Dermatophytes utilize keratin as a source of nitrogen and are incapable of penetrating the deeper subcutaneous tissue. Dermatophytes have been grouped into geophilic, zoophilic and anthropophilic species based on their ecology and host preference4 . Anthropophilic species of dermatophytes may have evolved from zoophilic species that spread via direct or indirect contact between humans. Human to animal transmission is rare.
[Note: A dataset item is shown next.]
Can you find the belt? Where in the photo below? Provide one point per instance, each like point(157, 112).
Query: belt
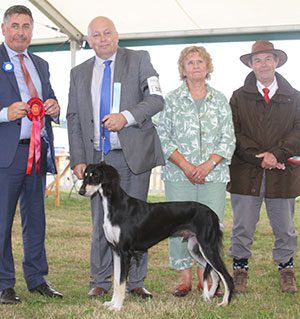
point(24, 141)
The saprophytic nature of dermatophytes living in soil and existing as colonizers of keratinized tissue generally correspond to decreased or complete loss of conidiation and loss of sexual sporulation ; however, infections caused by anthropophilic dermatophytes are usually chronic in nature and difficult to resolve spontaneously3 .


The very first dermatophyte we isolated from lung tissue in the mid 1990s was not reported due to the fact that it was considered a contaminant; since dermatophytes were known to attack superficial sites only and normally fail to attack healthy tissue beyond the epidermis. Later on more dermatophytes were isolated from the deeper sites causing systemic infections in immunocompromised hosts.

Complete speciation of dermatophytes, the host preference and ecology play an important role in epidemiology and prevention of infection by these agents. Several outbreaks with T. tonsurans have been experienced in nurseries and among school children. The fungus survives for extended periods of time in the form of arthroconidia and chlamydoconidia found within desquamated epithelium and hair. Dermatophytic infections occurred in different body sites, in which each site of the focal point has been involved with direct inoculation3, 8, 9 . Their access to deeper tissue and dependency on humans was facilitated by evolution for their survival. Continuous and spontaneous evolutionary changes at a slow pace have started to bring about additional changes in dermatophytes, not only to promote the existence of dermatophytes in nature but also allowing them to penetrate deeper sites by becoming more aggressive and competitive.

On the basis of primary habitat association, dermatophytes may be grouped as geophilic, zoophilic, and anthropophilic. Adaptation to growth on humans by most geophilic species resulted in diminished loss of sporulation, sexuality, and other soil-associated characteristics3, 4, 9. Dermatophytes are usually restricted to the nonliving cornified layer of the epidermis because of their inability to penetrate viable tissue of an immunocompetent host9 . The development of cell-mediated immunity correlated with delayed hypersensitivity and an inflammatory response is associated with clinical cure, whereas the lack of or a defective cellmediated immunity predisposes the host to chronic or recurrent dermatophyte infection8, 9

We have noticed three important changes in ecology as well as the pathogenicity of fungi that was almost negligible to non-existent in the previous centuries and started to change its own behavior by being able to invade human tissue in spite the fact that fungi feed on decaying organic matter and were unable to feed on complex live human tissue. The other change that made fungi acquire pathogenesis is the evolution that brought changes in fungi at a fixed rate until it started to invade deeper parts of the human tissue. The evolutionary change also brought structural changes in fungi in order to exert invasive action and bypassing the three barriers of temperature, nutritional requirements and immunity10, 11. As a result, more cases of dermatophytes causing systemic fungal infections will be seen in the future. Dermatophytes have slowly evolved acquiring the mechanism necessary to attack deeper tissue of the immunocompromised hosts. The trend would continue as more and more immunocompromised hosts become available due to disease, medication and organ transplant. Coupled with the evolutionary change, these superficial mycotic agents would be able adapt the deep tissue environment where they would remain viable to cause infections in the same way as all other opportunistic fungi do10, 11. We believe that the ability of dermatophytes to penetrate beyond the superficial site has been indicated by two main factors; 1) the evolutionary change, and 2) the increased incidence of immunocompromised patient population.